Cyclone Debbie claim called a 'shambles'
Eighteen months after the devastation wrought by Cyclone Debbie, Queensland couple Glenn and Julie Sutton still have no idea when they will be able to go home.
Work is yet to start on repairing their badly-damaged home near Airlie Beach.
Mr Sutton said the couple's insurance claim through Youi has been mishandled from the beginning.
"It's an absolute shambles," he told the banking royal commission on Wednesday.
"You know, you take out insurance hoping that it never happens but if it does, you want them to have your back, you want to know they're going to look after you and it just didn't happen."
Fourteen people died and about 2300 homes were damaged in March 2017 by the second most expensive cyclone in Australia's history, behind Cyclone Tracy.
The total losses reached almost $1.8 billion, with 75,000 insurance claims lodged.
The Suttons could no longer live in their two-storey home after it was extensively damaged by the cyclone, which ripped off part of the roof.
The hole in the roof was not properly covered for long periods over the past 18 months, with mould growing after the property continued to be inundated with water when it rained.
The inquiry heard that after one of Mr Sutton's complaints, Youi's loss assessor said the delays were not all the insurer's fault.
"The insured has a habit of over-dramatising everything and creating an environment where you feel obligated to just approve it so we can move forward," an internal email in October 2017 said.
"It's a common trait amongst people trying to get more than what their coverage allows."
Mr Sutton said he and his wife were made to justify everything to Youi.
"To be honest, we felt very bullied and very intimidated."
The Suttons also felt abandoned by Youi, a company which promises its customers awesome service and that it will go the extra mile.
Youi's chief operating officer of claims services Jason Storey said the way the claim was handled was not acceptable and the Suttons definitely did not receive awesome service.
Mr Storey, who said Cyclone Debbie was the most significant catastrophe Youi had dealt with, and said the insurer accepted responsibility for the extended delays in dealing with the Suttons' claim.

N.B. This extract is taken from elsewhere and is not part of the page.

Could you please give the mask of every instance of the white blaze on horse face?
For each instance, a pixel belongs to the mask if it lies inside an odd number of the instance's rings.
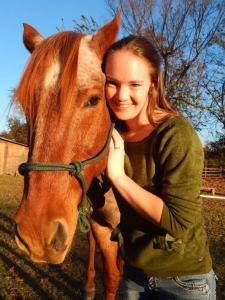
[[[58,60],[54,61],[51,66],[48,68],[45,79],[44,79],[44,87],[46,90],[55,86],[57,79],[59,77],[60,72],[60,63]]]
[[[77,83],[79,88],[90,85],[92,80],[93,83],[96,83],[96,81],[101,83],[104,78],[101,69],[101,60],[89,46],[91,39],[91,35],[84,36],[81,39],[79,47],[77,68]]]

There is no timeframe for when the Suttons, who are in their fourth rental property, can move home.
Mr Sutton said there were a lot of people going through the same thing.

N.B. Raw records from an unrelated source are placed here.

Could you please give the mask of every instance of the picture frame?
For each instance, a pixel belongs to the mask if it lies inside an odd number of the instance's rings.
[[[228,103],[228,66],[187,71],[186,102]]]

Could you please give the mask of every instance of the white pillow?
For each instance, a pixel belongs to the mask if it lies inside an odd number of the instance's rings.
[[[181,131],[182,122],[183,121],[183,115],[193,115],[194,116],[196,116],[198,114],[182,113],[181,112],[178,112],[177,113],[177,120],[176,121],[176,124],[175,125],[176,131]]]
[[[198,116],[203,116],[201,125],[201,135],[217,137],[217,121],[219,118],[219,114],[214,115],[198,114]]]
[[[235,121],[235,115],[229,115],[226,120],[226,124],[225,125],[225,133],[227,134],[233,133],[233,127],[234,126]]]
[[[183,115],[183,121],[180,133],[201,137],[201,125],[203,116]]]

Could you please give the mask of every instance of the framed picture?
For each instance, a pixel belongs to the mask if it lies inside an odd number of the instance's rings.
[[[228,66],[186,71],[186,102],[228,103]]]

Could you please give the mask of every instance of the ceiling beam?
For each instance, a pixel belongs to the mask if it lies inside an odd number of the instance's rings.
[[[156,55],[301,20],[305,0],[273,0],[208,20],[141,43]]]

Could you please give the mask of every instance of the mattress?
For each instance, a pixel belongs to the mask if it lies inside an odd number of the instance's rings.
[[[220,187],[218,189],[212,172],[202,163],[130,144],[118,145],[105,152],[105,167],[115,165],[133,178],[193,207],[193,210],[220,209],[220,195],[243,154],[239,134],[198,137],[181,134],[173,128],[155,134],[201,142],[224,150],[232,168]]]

"We are just the tip of the iceberg.
"There needs to be some accountability so that people don't have to go through this.
"It's just not right."
The royal commission also heard an insurer asked an eight-year-old boy to make a list of all the toys he lost when a bushfire destroyed his family home.
People who lost everything in the Blue Mountains bushfires in 2013 were asked to make a detailed list of all the contents they had lost.
It was retraumatising for them and likely to result in an under-estimation of their loss, Legal Aid NSW said.